Or, and what this critic presupposes is, maybe it doesn’t? The other part of that Rick And Morty interview that’s stuck with me is Harmon’s follow-up to the “render farm” observation:

[T]he really cool thing is that render farm reduces your job as a writer to story and jokes. Character. Just things that in the moment that you provide for them, it’s like you’re spinning plates or juggling. This idea that you’re a magician that, like, gets there early and puts threads somewhere—they’re always going to see it.

If a show’s writers aren’t giving surprise that much attention, they can focus on the things that give heft to past surprises. The idea that any character on Game Of Thrones could die at any moment keeps me, as a viewer, on my toes, but the reason those deaths smart is because of characterization, or performance. I’m still reeling from Margaery’s death in the Great Sept of Baelor not just because the wildfire boobytrap caught me off-guard, but also because she was one of my favorites among the show’s scores of schemers, her machinations imbued with a smirking cockiness by Natalie Dormer. It’s not just that Game Of Thrones relishes taking these characters away—it’s that it’s invested in making you feel their absence, too. For all his loathsome traits, I do miss having Joffrey Baratheon to kick around.
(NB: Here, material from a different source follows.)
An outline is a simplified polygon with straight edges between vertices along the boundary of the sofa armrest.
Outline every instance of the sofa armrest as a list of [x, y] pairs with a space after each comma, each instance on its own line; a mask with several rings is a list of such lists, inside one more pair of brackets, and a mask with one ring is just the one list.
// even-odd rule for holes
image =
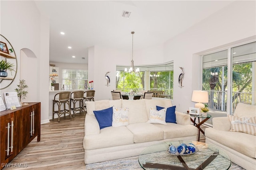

And as for that creeping sense of the inevitable: That was always going to affect a show where prophecy and destiny drive so much of the action. And even as certain elements of those forecasts come true, like the “shrouds” designated to Cersei’s three children, it has created intrigue about others. Until the events of the last season finale, there was still uncertainty about who would fulfill the “younger and more beautiful, to cast you down and take all that you hold dear” part of Maggy The Frog’s message to Cersei. All men must die, all men must serve, winter is coming, the prince that was promised—this is a shallow read, but certainty is a central tension on Game Of Thrones, with or without dozens of Redditors dissecting those certainties.

And if Game Of Thrones’ unpredictability was essential to your enjoyment of your Sunday-night premium-cable appointments, take comfort in this: Try as it might, the internet’s not going to predict where Twin Peaks goes next.